Edmund P. Clowney, “Preaching Christ from Biblical Theology,” in Inside the Sermon, ed. Richard Allen Bodey (Grand Rapids: Baker, 1990), 59.


Oct 19, 2010

Dead Sea Scrolls Going Digital

See this story on the work of the Israel Antiquities Authority to digitize their entire collection of Dead Sea Scrolls.

Light and Darkness in the Gospel of John

Steven Coxhead has a brief but helpful post on the Old Testament background for the light and darkness motif in the Gospel of John. Read it here.

Oct 18, 2010

The Function of the Amos Quotations in Acts

Huub van de Sandt has noted that the only two quotations from Amos in Acts perform an important thematic function in the book. 

Sandt states, “between the first Amos quotation (punishment of Israel) in Acts 7 and the second (new perspective for the Gentiles) in Acts 15, many chapters are needed to gradually introduce Luke's view that the Gentiles will be saved as Gentiles.
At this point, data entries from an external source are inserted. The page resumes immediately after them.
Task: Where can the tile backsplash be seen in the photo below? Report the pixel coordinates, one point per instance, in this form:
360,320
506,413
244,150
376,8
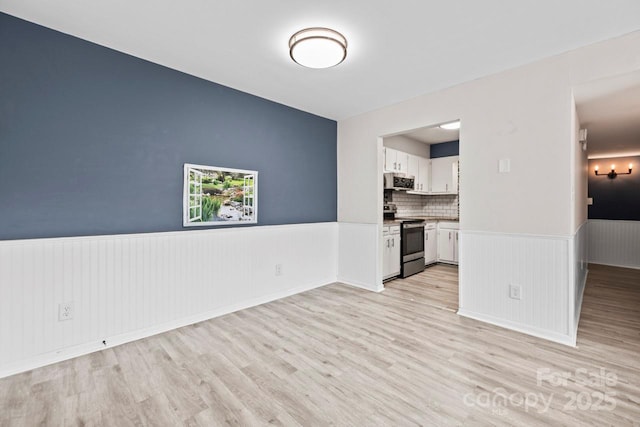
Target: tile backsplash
439,206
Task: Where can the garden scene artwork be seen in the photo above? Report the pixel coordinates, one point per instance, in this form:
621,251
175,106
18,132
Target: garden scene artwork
219,196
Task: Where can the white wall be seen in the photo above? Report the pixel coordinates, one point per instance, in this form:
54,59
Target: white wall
525,115
129,286
408,145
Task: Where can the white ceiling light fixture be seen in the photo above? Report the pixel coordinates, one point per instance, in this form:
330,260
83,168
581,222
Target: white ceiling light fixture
318,47
451,126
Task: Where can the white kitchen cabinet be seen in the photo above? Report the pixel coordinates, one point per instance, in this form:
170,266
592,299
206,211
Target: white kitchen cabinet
395,161
419,168
430,243
444,175
413,167
447,244
391,251
424,172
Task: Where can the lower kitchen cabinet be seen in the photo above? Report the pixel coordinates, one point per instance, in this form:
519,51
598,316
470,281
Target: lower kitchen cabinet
447,245
391,251
430,243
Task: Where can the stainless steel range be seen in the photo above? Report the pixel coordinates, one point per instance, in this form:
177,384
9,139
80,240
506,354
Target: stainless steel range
412,254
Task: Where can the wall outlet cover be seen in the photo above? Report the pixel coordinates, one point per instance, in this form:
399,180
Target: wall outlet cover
514,292
65,311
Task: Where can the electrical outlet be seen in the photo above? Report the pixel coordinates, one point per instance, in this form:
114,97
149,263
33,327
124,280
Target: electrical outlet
65,311
514,291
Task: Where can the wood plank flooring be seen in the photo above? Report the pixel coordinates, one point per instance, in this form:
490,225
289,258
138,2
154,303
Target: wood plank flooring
437,286
343,356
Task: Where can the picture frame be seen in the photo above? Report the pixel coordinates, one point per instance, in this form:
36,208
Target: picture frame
218,196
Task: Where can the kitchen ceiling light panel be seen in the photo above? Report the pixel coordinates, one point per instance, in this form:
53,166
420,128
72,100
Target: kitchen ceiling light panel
318,47
451,126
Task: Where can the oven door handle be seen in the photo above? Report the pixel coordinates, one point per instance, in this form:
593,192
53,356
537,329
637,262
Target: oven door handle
416,225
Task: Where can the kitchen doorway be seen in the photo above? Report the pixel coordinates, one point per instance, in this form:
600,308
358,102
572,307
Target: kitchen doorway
421,172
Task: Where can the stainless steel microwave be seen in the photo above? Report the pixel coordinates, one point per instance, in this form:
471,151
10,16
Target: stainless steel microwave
398,181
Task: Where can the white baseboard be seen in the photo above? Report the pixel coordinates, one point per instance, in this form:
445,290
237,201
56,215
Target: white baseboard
632,267
83,349
525,329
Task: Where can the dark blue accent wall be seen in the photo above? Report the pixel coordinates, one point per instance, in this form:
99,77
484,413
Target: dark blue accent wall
93,141
445,149
618,198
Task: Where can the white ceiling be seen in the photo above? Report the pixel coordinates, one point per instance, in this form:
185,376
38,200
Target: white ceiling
397,50
610,111
433,135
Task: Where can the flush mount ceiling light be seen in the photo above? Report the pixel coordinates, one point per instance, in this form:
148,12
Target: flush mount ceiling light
451,126
318,47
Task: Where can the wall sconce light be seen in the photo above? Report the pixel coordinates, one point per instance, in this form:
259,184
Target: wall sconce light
613,172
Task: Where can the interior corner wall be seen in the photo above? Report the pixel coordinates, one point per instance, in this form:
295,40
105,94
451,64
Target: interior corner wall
614,216
528,214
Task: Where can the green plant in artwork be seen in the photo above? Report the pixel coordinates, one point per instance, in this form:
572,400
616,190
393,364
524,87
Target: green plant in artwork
210,208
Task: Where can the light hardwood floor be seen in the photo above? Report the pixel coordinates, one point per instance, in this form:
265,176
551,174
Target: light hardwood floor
343,356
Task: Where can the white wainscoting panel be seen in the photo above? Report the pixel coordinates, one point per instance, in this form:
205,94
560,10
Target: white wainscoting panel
127,287
615,243
359,255
540,265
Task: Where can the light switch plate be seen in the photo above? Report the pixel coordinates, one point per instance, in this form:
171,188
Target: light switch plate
504,165
514,292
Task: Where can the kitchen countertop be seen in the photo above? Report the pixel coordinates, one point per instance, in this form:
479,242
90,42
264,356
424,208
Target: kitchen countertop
424,218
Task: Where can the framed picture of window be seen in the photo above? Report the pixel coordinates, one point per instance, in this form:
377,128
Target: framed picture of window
219,196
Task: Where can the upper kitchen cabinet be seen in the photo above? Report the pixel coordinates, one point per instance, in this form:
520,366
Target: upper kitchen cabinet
419,169
395,161
444,175
422,179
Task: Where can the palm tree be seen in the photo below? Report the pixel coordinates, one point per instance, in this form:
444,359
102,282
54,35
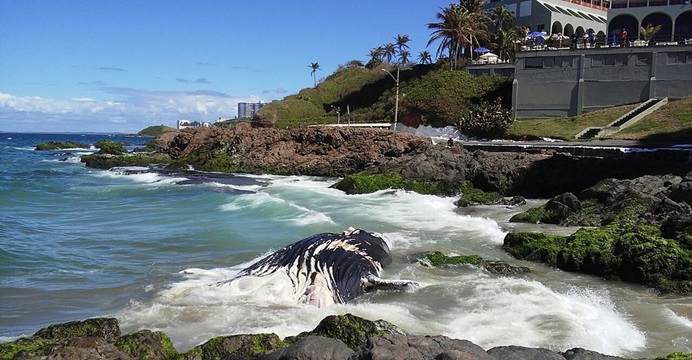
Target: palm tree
424,57
376,56
504,43
403,57
649,31
314,67
454,30
401,42
389,52
503,19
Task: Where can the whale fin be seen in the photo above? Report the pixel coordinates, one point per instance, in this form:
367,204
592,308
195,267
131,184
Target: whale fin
373,282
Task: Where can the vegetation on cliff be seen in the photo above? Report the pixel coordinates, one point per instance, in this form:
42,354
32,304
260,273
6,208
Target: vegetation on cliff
626,249
433,96
641,232
155,130
58,145
363,183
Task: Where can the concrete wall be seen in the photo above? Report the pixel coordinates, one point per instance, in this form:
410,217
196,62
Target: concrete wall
570,82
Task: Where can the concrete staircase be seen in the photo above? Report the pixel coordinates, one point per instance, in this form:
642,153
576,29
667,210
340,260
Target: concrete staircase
624,121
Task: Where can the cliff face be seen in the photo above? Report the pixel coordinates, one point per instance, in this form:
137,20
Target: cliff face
320,151
330,151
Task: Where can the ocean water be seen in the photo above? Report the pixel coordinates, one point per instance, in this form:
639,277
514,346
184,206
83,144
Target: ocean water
77,242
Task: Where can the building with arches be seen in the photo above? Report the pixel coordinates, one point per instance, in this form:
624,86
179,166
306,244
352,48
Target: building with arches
674,17
564,17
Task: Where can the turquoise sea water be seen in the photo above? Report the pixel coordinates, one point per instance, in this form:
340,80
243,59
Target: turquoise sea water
78,242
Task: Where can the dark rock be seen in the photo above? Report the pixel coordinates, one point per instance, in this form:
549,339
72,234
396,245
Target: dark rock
237,347
87,348
504,268
313,348
582,354
146,344
437,259
422,347
351,329
523,353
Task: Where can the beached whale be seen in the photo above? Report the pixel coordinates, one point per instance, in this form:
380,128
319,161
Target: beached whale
329,268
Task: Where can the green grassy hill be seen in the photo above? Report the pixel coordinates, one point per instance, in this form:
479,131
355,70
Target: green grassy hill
428,94
155,130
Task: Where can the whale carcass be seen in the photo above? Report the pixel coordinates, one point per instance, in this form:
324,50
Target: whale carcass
329,268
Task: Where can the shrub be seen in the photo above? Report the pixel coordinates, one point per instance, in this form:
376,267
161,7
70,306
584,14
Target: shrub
486,120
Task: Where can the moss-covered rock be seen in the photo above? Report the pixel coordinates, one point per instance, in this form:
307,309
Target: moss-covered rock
58,145
146,344
111,147
107,161
56,335
628,249
437,259
363,183
24,348
472,196
155,130
236,347
352,330
105,328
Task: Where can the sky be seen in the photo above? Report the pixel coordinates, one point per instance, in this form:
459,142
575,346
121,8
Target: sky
123,65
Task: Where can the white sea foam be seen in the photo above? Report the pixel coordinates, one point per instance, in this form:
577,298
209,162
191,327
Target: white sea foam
142,178
277,209
498,311
676,318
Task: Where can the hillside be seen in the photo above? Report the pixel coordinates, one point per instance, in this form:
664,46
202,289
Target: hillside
155,130
429,95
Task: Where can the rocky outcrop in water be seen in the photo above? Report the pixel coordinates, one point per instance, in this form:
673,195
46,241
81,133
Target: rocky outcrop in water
643,234
336,337
331,151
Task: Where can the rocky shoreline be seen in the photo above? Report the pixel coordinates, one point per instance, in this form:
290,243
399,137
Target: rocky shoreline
335,337
635,206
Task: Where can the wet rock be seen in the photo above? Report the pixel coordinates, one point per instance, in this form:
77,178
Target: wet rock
583,354
438,259
313,348
422,347
105,328
354,331
243,346
523,353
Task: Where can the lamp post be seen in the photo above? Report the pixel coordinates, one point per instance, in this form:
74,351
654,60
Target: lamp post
338,113
396,102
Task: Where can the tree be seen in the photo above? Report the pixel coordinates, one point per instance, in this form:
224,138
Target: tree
502,18
314,67
424,57
504,43
389,52
649,31
376,56
454,31
401,42
486,120
403,57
Through his accounts in chapters 8 (the actual start of missionary activities aimed at non-Jews), 9 (Paul’s call), 10–11 (Cornelius' story), and 13–14 (the extended mission among the Gentiles), Luke shows how in his time, salvation had come within reach of the nations. In order to substantiate this view, he presents Peter and James in Acts 15 as interpreters of events that recently happened to the Gentiles. The realization of the promise in Amos 9.11–12 was guaranteed by the events taking place in his time. The converted Gentiles are accepted as Gentiles in the restored ‘tent of David’ and will participate in the promises to Israel.”
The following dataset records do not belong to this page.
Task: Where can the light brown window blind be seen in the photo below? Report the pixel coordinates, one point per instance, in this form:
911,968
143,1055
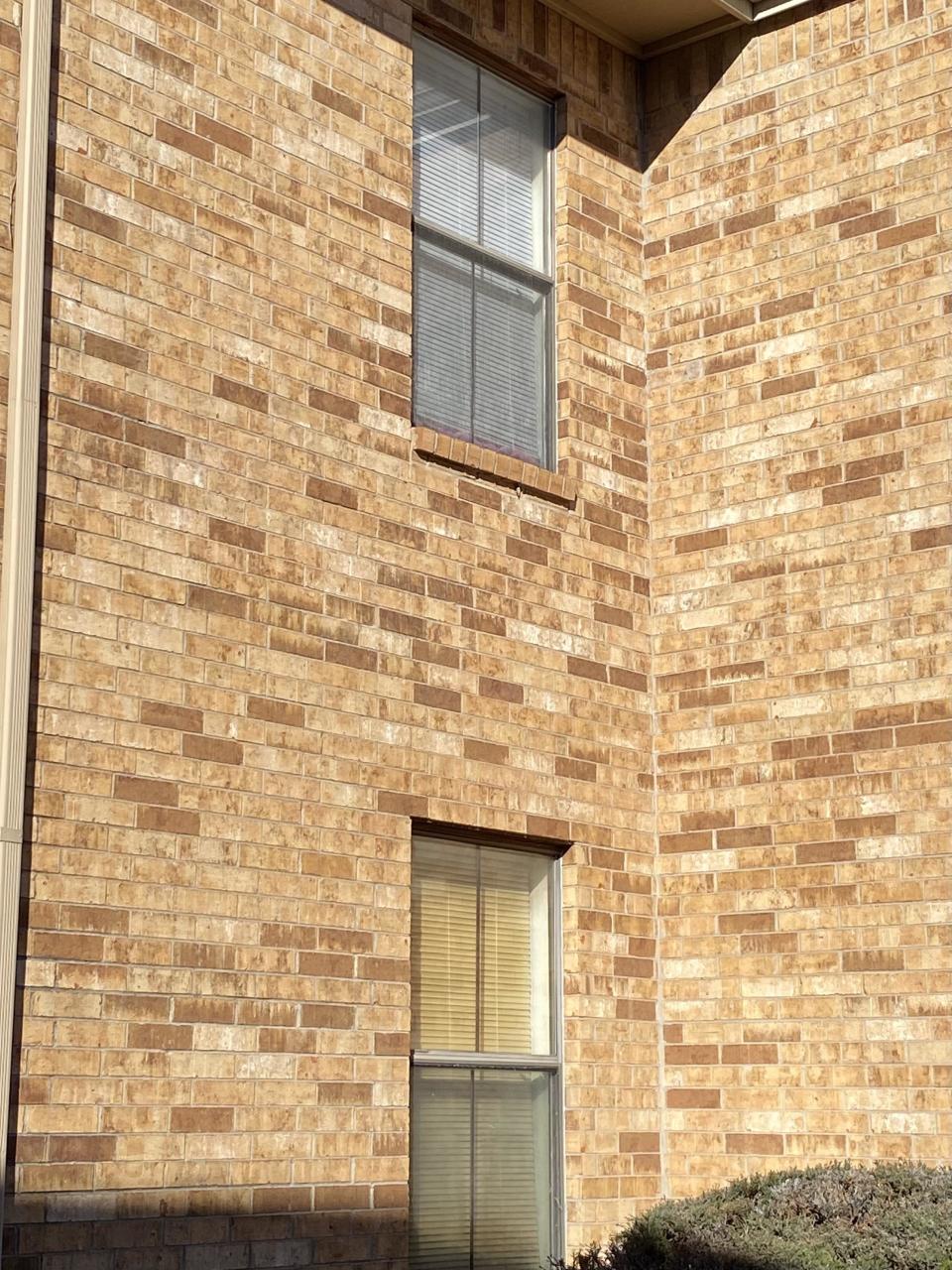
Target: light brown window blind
480,949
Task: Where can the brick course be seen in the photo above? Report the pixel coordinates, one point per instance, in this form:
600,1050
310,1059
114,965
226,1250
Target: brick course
800,195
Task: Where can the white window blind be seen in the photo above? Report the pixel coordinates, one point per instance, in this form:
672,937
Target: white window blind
483,286
483,1144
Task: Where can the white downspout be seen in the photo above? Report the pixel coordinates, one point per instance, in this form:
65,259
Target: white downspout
21,502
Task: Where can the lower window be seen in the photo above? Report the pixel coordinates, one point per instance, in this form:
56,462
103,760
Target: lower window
485,1142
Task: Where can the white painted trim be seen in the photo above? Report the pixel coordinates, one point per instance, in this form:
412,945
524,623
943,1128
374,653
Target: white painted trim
771,8
21,500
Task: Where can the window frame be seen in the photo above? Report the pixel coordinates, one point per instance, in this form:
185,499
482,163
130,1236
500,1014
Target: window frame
477,254
551,1065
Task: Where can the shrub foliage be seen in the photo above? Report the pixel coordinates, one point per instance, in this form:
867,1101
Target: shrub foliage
838,1216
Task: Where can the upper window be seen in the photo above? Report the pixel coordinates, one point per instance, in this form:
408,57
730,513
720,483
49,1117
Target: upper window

Huub van de Sandt, “The Minor Prophets in Luke–Acts,” in The Minor Prophets in the New Testament, ed. Maarten J. J. Menken and Steve Moyise, Library of New Testament Studies 377, ed. Mark Goodacre (London: T & T Clark, 2009), 77.


Oct 17, 2010

Acts 15 as Wedding

"The book of Acts without chapter 15 would be like a wedding ceremony without the crucial pronouncement. Everything that happens in chapters 1–14 leads up to this high point and what follows merely traces the implications of the decision. It was not uncommon in the ancient world for a piece of literature to have not only a beginning and an ending, but also a centre."

Brian S. Rosner, "The Progress of the Word," in Witness to the Gospel: The Theology of Acts, ed. I. Howard Marshall and D. Peterson (Grand Rapids: Eerdmans, 1998), 227.